Scarecrow. The Easy Rider of 1973, two down-and-outers working their way east toward money and destruction in an inversion of the Westward push myth with the rainbow pot of glory at the end. The movie not only lacks coherent narrative, it lacks any form at all. Rather, for whatever success it may have trained its sights upon, the film seems to depend heavily on audience gullibility vis a vis "art at the movies" built up by the new media hypes. Ten from VYour Show of Shows. A sampling of the 160 90 minute weekly shows directed and produced by Max Liebman from 1950 to 1954, starring Sid Ceasar and Imogene Coca, with Carl Reiner and Howard Morris. A few classic comic skits from one of the greatest clowns in the business.

Sleuth. Anthony Shaffer's Tony Award winner directed by Joseph L. Mankiewicz, in his own words "the oldest whore in the business," starring Laurence Oliver and Michael Caine. It is an actor's movie. A highly crafted mystery of a movie whose lesson seems to be that crime doesn't pay. Harvard Square Cinema, 1, 5:05, 9:10.

McCabe and Mrs. Miller. Robert Altman (M.A.S.H., Brewster McCloud, Images, The Long Goodbye) directs this gruff hearted Western story and turns the tables on who's who as hero--this time it is a tough talking opium smoking prostitute (Julie Andrews) who has a business sense shrewd enough to muddle the head of the small time gambler (Warren Beatty) by teasing the needs of his gullible ego. Altman has done something radical with the use of sound--the voices mingle indiscernibly to effect a new sort of realism. Brattle Theatre, 5:30, 9:30.

East of Eden. 1955 with Raymond Massey, J. Harris Dean, Burl Ives, directed by Elia Kazan.
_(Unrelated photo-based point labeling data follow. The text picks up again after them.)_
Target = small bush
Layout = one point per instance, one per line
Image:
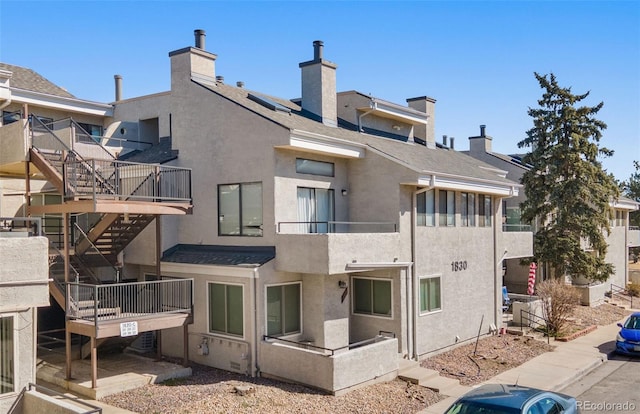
(633, 289)
(558, 302)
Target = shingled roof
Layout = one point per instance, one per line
(27, 79)
(416, 156)
(244, 256)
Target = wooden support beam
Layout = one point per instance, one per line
(94, 363)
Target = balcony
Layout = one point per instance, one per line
(101, 311)
(332, 370)
(327, 247)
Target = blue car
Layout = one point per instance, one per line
(512, 399)
(628, 340)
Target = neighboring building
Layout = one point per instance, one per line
(330, 235)
(619, 240)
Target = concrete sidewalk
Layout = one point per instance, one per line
(555, 370)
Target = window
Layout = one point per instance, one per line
(226, 309)
(426, 208)
(372, 296)
(283, 309)
(430, 294)
(315, 210)
(11, 117)
(304, 166)
(7, 345)
(240, 209)
(447, 208)
(468, 209)
(484, 210)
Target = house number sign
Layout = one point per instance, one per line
(458, 266)
(129, 328)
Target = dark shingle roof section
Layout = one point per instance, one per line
(243, 256)
(157, 154)
(416, 156)
(27, 79)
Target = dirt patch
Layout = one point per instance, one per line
(494, 354)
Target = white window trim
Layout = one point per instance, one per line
(244, 320)
(353, 302)
(265, 308)
(424, 313)
(16, 355)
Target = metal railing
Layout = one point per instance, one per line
(382, 336)
(17, 408)
(128, 181)
(31, 225)
(620, 291)
(534, 322)
(110, 302)
(323, 227)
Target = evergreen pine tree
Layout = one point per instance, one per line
(568, 194)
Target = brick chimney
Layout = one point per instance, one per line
(480, 144)
(319, 86)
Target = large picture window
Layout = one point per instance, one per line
(447, 208)
(468, 213)
(426, 208)
(240, 209)
(315, 210)
(304, 166)
(484, 210)
(7, 375)
(226, 309)
(430, 294)
(283, 309)
(372, 296)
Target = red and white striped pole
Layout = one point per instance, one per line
(532, 279)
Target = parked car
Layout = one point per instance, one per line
(628, 340)
(508, 399)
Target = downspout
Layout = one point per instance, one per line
(255, 369)
(362, 116)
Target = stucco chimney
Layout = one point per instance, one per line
(200, 36)
(480, 144)
(319, 86)
(118, 81)
(427, 132)
(193, 63)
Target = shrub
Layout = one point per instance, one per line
(633, 289)
(558, 302)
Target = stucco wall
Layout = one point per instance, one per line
(23, 260)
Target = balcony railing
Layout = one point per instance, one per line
(323, 227)
(30, 226)
(111, 302)
(127, 181)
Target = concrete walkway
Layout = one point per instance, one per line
(554, 370)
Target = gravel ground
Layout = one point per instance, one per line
(496, 354)
(210, 390)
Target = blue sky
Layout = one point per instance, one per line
(476, 58)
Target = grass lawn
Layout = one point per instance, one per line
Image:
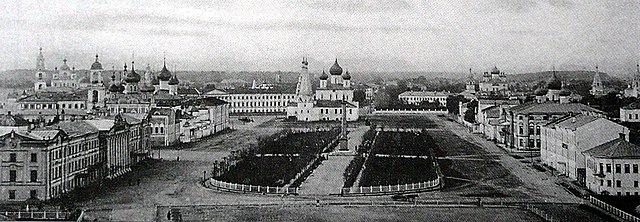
(352, 213)
(391, 171)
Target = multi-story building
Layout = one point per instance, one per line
(412, 97)
(165, 127)
(564, 140)
(494, 83)
(527, 119)
(612, 168)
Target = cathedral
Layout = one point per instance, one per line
(326, 104)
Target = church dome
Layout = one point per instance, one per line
(335, 69)
(147, 88)
(174, 80)
(64, 65)
(165, 74)
(96, 65)
(346, 76)
(540, 92)
(495, 70)
(132, 77)
(155, 82)
(554, 83)
(324, 76)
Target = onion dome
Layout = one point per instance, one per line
(540, 92)
(335, 69)
(165, 74)
(554, 83)
(346, 76)
(495, 70)
(132, 77)
(64, 65)
(155, 81)
(324, 76)
(96, 65)
(113, 87)
(174, 80)
(147, 88)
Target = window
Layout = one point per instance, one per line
(34, 176)
(601, 168)
(12, 176)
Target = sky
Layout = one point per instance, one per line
(517, 36)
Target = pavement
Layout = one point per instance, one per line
(541, 186)
(328, 178)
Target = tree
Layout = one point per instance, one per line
(359, 96)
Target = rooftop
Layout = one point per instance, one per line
(615, 149)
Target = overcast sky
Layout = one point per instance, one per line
(365, 35)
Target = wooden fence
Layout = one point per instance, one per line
(399, 188)
(252, 188)
(613, 210)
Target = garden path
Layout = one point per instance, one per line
(328, 177)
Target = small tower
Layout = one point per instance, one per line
(303, 88)
(471, 83)
(597, 89)
(40, 83)
(323, 80)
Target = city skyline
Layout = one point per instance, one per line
(226, 35)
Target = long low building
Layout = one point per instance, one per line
(44, 163)
(416, 97)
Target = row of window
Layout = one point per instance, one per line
(13, 176)
(32, 194)
(627, 168)
(618, 183)
(53, 106)
(13, 157)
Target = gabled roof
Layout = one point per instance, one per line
(574, 122)
(75, 128)
(615, 149)
(552, 108)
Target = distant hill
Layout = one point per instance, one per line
(562, 75)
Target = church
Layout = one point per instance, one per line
(326, 104)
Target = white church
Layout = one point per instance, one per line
(326, 104)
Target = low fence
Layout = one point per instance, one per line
(252, 188)
(37, 215)
(613, 210)
(399, 188)
(410, 111)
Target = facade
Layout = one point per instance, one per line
(326, 104)
(411, 97)
(565, 139)
(205, 117)
(494, 83)
(527, 119)
(630, 113)
(612, 168)
(165, 127)
(597, 88)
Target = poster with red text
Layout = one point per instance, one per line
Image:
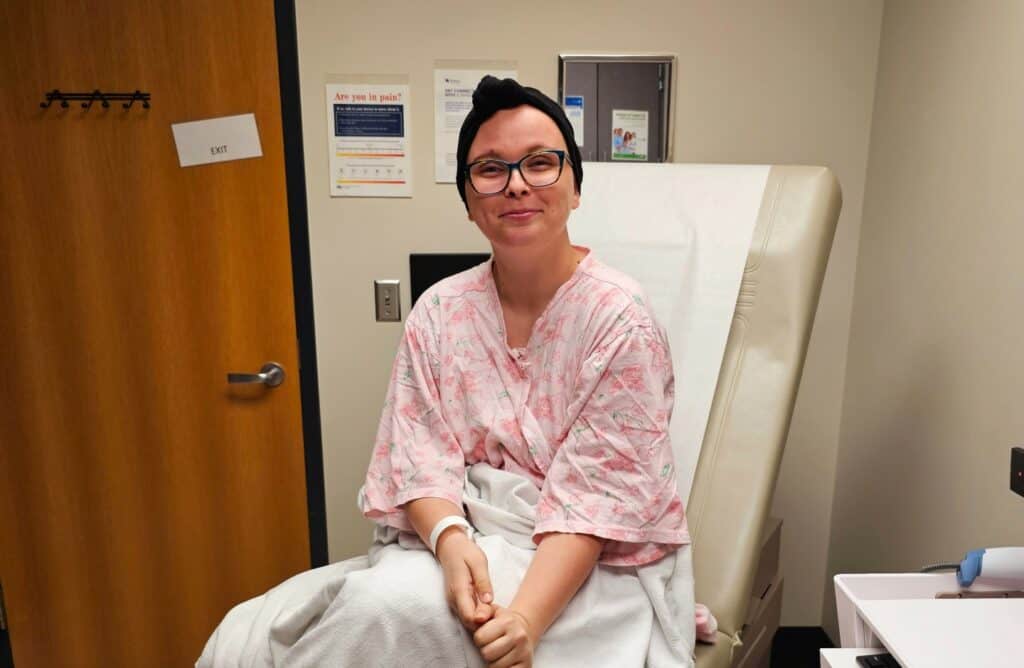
(369, 140)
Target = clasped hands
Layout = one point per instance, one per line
(503, 635)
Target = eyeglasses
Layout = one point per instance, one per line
(541, 168)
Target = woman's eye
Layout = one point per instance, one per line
(489, 170)
(541, 162)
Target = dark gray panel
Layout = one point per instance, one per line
(630, 86)
(581, 79)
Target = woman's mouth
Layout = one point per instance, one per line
(519, 215)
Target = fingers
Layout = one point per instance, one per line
(483, 613)
(465, 606)
(510, 660)
(498, 650)
(488, 633)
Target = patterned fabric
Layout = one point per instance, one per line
(583, 411)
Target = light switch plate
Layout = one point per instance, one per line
(387, 300)
(1017, 470)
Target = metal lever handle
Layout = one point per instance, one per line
(270, 374)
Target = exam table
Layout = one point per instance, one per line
(755, 395)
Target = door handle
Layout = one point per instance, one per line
(270, 374)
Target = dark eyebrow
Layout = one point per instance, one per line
(492, 154)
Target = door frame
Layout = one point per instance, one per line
(298, 223)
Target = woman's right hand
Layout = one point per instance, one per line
(467, 581)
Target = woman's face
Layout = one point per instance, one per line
(521, 215)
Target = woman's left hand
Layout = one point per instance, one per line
(506, 640)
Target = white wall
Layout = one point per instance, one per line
(788, 81)
(936, 372)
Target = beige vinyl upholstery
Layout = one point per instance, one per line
(757, 387)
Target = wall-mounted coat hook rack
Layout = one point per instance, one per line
(87, 99)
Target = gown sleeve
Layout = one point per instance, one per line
(415, 454)
(613, 475)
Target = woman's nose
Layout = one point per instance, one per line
(517, 184)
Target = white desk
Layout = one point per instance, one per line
(899, 613)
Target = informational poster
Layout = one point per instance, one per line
(629, 134)
(369, 139)
(453, 99)
(573, 110)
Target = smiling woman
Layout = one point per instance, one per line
(522, 476)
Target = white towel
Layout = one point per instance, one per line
(388, 609)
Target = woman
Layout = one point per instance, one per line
(523, 442)
(585, 377)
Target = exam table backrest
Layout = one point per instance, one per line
(757, 388)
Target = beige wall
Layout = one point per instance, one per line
(934, 388)
(783, 82)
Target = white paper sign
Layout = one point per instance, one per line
(453, 99)
(573, 111)
(629, 134)
(369, 140)
(217, 139)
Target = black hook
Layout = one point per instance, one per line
(89, 98)
(50, 96)
(93, 97)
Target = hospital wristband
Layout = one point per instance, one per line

James Dean's best performance in which his capacity for portraying a rebel youth is fully used, unlike the more acclaimed Rebel without a Cause, which was a spinoff of Brando's prototypical 50's motiveless wandervogel in The Wild One. Set on John Steinbeck's 30's Northern California farmland, Kazan strips the Nobel Prize winner's story of all its forced Biblical parallels. And in focussing the story upon the character played by Dean he creates the sort of lean, energetic, powerfully dramatic work which the author's plodding traditional allegory failed to produce. Here Dean is an actor of Brando's power without the cheap mannerisms. See it. Brattle Theatre, 7:30.

Discreet Charm of the Bourgeousie. From the first scene of his first film (the surrealist Un Chien Andalou, 1928) Luis Bunuel has shocked--much less attacked--his audience. He continues to surprise here, but his digs are playful. He manipulates a half dozen characters in an ironic world of distorted time and confused identity to create an aesthete's version of his past social bites. At 72, he is like the Nabokov of movie-making. Central Square Cinema.

Walkabout. A fitting title to a movie whose narrative never seems to go anywhere at all. Central Square Cinema.